For Generation Two, Hasbro's attempts at auto-transforming Transformers were the Auto Rollers (who, perhaps ironically, were actually Decepticons). Roadblock was one of two Auto Rollers that were actually sold at retail, the other being Dirtbag. There were other Auto Rollers planned and advertised, but these were never mass produced. Both Roadblock and Dirtbag were construction vehicles in what has since been colloquially called "Constructicon Green." However, they are not Constructicons, but all new characters (there was a Generation One Roadblock, but the Tech Specs for the two Roadblocks share little in common, indicating unrelated characters. This kind of thing would become much more common as the years moved on).

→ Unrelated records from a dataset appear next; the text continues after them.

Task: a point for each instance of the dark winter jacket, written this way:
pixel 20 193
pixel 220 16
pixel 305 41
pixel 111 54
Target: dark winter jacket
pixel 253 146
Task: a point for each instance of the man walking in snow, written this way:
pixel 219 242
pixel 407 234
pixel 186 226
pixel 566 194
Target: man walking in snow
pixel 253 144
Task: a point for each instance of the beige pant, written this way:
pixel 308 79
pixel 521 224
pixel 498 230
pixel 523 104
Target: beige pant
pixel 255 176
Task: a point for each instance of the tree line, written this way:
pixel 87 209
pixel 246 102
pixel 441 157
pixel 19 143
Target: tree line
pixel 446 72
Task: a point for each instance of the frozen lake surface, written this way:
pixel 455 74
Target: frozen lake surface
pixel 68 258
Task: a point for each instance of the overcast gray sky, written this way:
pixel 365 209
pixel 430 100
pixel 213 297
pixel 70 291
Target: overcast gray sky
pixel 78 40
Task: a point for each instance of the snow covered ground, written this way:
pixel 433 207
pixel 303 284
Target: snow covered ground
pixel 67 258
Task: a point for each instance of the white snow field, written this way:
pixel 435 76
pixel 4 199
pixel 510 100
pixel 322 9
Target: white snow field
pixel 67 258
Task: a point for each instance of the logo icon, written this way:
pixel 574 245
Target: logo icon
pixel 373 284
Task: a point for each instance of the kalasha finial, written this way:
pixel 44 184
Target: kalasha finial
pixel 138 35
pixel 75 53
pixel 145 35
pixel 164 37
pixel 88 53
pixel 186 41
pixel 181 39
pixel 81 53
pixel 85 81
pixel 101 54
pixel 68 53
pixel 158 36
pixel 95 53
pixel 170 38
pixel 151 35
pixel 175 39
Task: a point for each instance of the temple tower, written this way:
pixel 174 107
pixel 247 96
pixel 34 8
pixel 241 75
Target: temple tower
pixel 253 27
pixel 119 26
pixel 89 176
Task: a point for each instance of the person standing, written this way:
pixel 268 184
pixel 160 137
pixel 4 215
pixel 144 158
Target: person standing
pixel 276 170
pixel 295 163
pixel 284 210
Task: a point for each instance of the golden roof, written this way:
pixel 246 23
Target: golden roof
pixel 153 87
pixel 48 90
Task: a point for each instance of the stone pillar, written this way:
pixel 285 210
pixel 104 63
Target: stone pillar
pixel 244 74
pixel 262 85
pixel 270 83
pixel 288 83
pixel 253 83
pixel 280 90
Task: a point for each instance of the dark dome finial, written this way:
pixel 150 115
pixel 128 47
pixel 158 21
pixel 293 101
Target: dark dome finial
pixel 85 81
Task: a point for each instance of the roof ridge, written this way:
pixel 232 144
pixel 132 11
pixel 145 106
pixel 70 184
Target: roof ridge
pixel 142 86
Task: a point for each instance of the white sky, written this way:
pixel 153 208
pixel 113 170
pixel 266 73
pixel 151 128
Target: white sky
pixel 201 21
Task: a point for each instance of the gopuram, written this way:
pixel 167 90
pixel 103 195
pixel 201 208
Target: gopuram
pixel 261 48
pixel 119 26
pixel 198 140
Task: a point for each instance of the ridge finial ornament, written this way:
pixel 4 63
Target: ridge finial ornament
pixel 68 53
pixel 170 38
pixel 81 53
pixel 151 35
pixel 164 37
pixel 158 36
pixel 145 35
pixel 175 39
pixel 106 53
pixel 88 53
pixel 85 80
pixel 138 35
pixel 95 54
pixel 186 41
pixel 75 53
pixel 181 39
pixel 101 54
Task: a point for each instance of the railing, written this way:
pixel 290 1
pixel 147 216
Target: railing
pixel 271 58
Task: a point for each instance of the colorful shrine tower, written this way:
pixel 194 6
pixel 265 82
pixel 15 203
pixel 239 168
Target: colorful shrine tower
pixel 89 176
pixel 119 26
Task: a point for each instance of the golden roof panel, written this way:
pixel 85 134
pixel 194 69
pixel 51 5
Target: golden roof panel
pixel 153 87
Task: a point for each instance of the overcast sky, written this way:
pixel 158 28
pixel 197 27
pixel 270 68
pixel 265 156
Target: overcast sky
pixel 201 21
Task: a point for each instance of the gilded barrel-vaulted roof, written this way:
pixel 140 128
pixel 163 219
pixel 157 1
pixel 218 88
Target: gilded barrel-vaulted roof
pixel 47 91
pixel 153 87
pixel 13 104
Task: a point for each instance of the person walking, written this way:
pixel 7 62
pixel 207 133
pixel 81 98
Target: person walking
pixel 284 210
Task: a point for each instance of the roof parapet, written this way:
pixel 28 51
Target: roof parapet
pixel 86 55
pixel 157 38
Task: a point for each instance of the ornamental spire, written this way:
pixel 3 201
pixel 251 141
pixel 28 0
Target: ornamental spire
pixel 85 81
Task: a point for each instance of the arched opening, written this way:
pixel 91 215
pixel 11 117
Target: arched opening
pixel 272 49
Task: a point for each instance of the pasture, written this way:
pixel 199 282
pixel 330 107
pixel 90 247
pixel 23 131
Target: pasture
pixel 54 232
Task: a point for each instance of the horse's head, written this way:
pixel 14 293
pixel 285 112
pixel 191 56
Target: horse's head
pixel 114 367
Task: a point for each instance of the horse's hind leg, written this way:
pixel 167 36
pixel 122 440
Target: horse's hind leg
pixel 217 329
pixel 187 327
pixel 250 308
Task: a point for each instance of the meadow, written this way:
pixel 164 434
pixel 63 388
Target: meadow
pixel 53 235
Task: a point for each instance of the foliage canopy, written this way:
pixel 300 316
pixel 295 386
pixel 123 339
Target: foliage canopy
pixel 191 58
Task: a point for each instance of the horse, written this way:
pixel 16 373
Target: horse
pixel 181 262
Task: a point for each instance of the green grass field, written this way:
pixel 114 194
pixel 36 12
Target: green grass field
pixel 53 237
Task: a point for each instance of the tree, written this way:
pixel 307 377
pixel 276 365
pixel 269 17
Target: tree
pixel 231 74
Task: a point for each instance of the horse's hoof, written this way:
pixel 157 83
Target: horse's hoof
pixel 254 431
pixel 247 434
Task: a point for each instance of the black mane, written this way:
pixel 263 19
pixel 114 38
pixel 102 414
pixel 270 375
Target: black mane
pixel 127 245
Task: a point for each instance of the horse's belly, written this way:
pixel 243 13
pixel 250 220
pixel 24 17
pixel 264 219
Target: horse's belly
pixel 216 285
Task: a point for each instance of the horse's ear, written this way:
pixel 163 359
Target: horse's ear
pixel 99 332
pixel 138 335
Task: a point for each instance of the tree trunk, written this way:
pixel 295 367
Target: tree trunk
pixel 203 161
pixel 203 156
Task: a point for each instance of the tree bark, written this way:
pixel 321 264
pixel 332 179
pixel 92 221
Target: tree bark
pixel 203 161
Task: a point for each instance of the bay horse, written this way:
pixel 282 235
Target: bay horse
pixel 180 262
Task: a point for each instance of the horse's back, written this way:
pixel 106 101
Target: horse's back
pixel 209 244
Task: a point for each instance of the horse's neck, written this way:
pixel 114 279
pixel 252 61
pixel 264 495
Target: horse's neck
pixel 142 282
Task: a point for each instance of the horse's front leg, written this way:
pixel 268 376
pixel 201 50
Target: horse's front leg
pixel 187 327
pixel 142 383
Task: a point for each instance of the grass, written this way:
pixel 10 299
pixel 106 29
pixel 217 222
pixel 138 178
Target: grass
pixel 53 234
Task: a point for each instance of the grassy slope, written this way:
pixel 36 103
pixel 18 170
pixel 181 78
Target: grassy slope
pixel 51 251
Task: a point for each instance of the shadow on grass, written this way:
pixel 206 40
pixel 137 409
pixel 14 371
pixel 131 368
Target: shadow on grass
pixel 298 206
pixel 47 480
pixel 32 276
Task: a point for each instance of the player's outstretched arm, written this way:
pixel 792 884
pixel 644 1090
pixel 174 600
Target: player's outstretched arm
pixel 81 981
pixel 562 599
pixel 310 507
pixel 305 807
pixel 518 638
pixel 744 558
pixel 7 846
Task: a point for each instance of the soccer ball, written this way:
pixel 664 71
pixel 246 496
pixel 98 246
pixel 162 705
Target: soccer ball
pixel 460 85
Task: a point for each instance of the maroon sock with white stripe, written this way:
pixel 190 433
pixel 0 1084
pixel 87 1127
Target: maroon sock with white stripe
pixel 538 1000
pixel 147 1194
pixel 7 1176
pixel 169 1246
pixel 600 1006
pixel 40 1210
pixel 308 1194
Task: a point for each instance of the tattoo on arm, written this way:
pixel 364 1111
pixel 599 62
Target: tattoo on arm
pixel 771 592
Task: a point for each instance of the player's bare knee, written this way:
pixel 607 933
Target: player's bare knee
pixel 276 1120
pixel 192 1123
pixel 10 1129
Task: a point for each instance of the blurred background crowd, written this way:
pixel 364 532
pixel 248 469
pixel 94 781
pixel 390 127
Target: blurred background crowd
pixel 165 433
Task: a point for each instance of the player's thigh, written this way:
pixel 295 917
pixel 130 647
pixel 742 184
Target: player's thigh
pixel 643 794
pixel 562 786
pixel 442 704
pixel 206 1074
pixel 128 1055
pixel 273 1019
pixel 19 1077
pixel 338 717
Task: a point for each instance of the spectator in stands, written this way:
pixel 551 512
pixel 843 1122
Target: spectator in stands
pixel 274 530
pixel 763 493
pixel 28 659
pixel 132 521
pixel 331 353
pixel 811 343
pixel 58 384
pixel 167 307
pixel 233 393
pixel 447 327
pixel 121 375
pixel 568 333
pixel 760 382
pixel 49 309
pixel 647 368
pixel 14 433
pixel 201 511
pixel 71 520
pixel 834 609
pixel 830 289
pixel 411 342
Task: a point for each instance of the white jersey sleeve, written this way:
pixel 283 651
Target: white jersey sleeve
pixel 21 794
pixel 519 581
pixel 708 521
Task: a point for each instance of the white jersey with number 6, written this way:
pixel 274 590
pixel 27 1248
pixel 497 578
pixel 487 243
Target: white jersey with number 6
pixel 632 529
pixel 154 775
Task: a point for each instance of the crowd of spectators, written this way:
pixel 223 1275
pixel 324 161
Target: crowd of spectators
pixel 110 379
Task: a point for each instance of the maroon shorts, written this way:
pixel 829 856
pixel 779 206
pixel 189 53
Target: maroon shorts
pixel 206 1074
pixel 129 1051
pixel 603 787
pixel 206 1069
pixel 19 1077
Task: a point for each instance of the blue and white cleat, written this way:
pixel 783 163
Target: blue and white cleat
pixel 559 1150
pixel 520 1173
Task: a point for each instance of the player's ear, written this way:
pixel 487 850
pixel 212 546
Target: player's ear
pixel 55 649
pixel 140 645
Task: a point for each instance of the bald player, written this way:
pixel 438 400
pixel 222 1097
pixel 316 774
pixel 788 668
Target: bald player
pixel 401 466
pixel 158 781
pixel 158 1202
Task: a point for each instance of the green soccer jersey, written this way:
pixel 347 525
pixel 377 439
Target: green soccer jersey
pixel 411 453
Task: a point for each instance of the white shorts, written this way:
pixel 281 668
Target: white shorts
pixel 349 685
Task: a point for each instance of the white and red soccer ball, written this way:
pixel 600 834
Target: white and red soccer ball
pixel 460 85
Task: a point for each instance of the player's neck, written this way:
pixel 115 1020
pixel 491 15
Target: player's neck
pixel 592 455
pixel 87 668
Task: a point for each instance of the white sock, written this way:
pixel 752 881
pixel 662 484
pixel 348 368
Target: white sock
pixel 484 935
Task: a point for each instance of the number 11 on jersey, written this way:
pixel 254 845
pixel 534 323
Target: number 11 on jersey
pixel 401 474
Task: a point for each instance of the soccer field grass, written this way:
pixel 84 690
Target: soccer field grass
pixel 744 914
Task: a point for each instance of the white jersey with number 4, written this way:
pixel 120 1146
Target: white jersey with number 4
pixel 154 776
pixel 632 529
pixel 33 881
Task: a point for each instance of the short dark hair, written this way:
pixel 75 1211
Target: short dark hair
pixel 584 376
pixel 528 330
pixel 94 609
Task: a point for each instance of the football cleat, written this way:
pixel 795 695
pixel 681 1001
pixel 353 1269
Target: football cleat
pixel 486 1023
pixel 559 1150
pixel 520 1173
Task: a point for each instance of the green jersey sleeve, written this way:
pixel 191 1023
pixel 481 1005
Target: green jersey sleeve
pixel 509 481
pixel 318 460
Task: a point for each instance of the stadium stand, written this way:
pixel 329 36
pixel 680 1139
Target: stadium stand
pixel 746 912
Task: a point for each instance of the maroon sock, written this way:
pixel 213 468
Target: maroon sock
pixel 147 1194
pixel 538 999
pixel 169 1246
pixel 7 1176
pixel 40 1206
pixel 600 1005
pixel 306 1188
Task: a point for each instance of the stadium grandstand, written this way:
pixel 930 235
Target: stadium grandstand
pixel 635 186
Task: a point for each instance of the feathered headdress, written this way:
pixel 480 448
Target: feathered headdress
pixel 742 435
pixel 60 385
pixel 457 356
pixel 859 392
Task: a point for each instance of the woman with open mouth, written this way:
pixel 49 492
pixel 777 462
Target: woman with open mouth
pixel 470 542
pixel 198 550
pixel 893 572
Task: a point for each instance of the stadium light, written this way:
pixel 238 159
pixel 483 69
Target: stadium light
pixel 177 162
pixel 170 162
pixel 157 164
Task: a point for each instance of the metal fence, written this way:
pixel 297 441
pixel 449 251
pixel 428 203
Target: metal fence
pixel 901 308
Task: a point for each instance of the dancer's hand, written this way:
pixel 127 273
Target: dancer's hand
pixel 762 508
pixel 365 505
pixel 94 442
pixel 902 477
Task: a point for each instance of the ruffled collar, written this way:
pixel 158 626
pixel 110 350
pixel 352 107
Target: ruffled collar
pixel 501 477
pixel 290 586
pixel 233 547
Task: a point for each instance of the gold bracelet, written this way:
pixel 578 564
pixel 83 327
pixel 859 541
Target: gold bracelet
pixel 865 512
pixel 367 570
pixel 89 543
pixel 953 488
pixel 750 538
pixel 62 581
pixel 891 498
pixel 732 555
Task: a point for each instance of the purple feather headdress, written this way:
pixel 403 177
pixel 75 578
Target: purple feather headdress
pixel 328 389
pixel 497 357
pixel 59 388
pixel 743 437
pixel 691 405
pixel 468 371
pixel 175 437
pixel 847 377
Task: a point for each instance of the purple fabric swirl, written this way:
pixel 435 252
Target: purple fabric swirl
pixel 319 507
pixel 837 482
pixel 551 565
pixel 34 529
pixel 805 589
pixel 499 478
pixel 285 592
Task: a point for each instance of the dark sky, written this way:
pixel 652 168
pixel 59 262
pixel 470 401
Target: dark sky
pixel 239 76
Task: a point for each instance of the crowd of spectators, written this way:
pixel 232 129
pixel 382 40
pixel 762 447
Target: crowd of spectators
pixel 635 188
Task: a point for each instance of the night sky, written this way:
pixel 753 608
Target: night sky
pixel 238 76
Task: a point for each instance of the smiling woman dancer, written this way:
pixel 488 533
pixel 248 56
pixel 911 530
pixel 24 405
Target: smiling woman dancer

Unlike the Jumpstarters and Battlechargers, which both featured pull-back motors and auto-transformed as they raced across the floor, the Auto Rollers featured a switch in back. When the switch is to the left, as seen here, the vehicle will roll freely along the floor. When the switch is moved to the right, pushing the vehicle forward will activate the auto-transform into robot mode. Pulling the robot mode backwards with the switch to the right auto-transforms the toy back into vehicle mode (assuming the arms are put in the proper position first, at least). This makes the Auto Roller gimmick the first auto-transform gimmick that works in both directions, since previous such gimmicks only auto-transformed into robot mode. You still had to return the toy to vehicle mode manually.
Roadblock's robot mode, frankly, isn't particularly impressive, but I've always been biased against Transformers with no discernible hands. The buzzsaw on Roadblock's left wrist does spin when a lever's pushed, and the missile in Roadblock's right arm will fire when a button is pressed, but I'd much rather the toy had actual hands! Ah, well. I guess one can't have everything. The arms still provide better articulation than the Battlechargers ever had, even if the legs remain eternally fused-together.
The Auto Rollers were notable for one other "extra." For a brief time, Hasbro experimented with "pop-up" bio cards, and Roadblock was one of the very first toys to be packaged with one. The feature was pretty short-lived, though. Only five toys: the two Auto Rollers, two Laser Cycle toys, and Laser Optimus Prime, were actually sold with these cards.